Thirty seconds of research turned up a BBC article about a study at Princeton that after feeding rats a very high sugar diet they developed tremors and anxiety after it was removed. The scientist involved commented that he believed a similar reaction might occur with fats, but he hadn't tested it. The article then had comments from several other scientists that pointed out this is a well known phenomena that has nothing to do with addition and everything to do with low blood sugar.

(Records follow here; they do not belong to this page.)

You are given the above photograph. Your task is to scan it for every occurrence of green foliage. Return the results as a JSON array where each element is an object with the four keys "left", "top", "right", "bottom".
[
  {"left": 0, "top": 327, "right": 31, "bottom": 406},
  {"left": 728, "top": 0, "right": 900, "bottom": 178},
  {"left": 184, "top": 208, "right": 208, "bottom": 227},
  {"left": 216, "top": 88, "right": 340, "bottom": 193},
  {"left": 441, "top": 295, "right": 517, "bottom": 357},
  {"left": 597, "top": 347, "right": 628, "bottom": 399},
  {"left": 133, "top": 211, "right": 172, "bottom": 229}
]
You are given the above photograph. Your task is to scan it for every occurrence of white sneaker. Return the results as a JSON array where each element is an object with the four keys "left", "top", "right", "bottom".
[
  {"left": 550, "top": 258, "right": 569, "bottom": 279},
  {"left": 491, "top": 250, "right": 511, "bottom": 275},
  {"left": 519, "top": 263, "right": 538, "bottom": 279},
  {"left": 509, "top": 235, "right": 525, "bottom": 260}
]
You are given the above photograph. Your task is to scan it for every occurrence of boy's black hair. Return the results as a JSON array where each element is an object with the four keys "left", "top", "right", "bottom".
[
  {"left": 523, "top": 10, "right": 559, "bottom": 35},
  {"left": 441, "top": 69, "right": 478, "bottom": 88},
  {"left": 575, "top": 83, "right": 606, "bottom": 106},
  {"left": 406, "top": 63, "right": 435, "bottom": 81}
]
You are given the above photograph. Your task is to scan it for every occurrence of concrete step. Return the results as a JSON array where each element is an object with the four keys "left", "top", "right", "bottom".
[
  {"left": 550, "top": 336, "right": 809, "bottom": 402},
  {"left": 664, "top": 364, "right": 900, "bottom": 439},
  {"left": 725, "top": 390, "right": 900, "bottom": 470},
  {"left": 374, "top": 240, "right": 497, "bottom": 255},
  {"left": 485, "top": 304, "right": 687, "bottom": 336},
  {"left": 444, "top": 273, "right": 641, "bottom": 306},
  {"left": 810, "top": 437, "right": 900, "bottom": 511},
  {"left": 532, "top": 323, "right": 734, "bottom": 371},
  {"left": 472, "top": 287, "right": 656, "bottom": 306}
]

As far as fiddling with flavors and ingredients to get a specific neurochemical reaction all chefs, cooks, and food scientists do that. It's called trying to make food taste good. Food that tastes good does so because it is (or, more often, was in the case of h. sapiens) in the interest of the creature to eat said food because of it's nutritional content. Food scientists and nutritionists are often employed to evoke those same response regardless of the actual content of the food, but that shift of neurochemicals does not make the food addictive. It makes sense that people would derive pleasure from consuming something like a cheese burger due to it's high fat, carbohydrate, and protein content. It appears logical that there is an evolutionary advantage for h. sapiens to like food with lots of energy and proteins in it.
Food addiction is a real disorder, properly referred to as compulsive overeating, which is an emotional disorder, not a physical or psychological dependency.
I admit to never having seen Mr. Spurlock's documentary, but based on his own descriptions, it seems to be more the documentary of a stunt then an experiment. Doubly so considering that a number of people have repeated it under much more realistic and sane conditions and actually lost weight and often lowered their cholesterol. I also found no information regarding adjusting the nature of the processed food to make it 'addictive', to alter neurochemisty, or anything remotely similar.
The two main books I found that are listed as discussing fast food in America are radically different in nature. One appears to be a reasoned, rational piece of journalism (Eric Schlosser's Fast Food Nation) which is critical of the industry but does not seem to support your assertion. The other is Mr. Spurlock's Don't Eat This Book: Fast Food and the Supersizing of America which has a vested interest in supporting the claims put forward in the author's movie, which also does not, on the surface, seem to support your claim.
It was once street or common knowledge that man could not fly, that the Earth was flat, and that the weird old spinster who lived on the edge of town with a herb garden and a lot of cats was in league with the devil. I personally have heard ludicrous pieces of street knowledge such as that a penny under the tongue will let a drunk person pass a breathalyzer test or that sugar in the gas tank will ruin a car or that scrapple (a type of savory mush) is made of entrails. It is also apparently street knowledge in parts of Africa that AIDS is caused by using condoms and can be cured by raping a virgin. In general, street knowledge is worthless without evidence.
Carl Sagan once said that extraordinary claims require extraordinary proof. You made a mildly extraordinary claim that McDonald's et al deliberately altered their foods chemical composition to nurture a dependency, rather then to make exceptionally cheap food that has been processed to last almost indefinitely with proper storage taste 'good'. You provided no evidence to back these claims up. Rather you attacked me for making a reasonable request for evidence.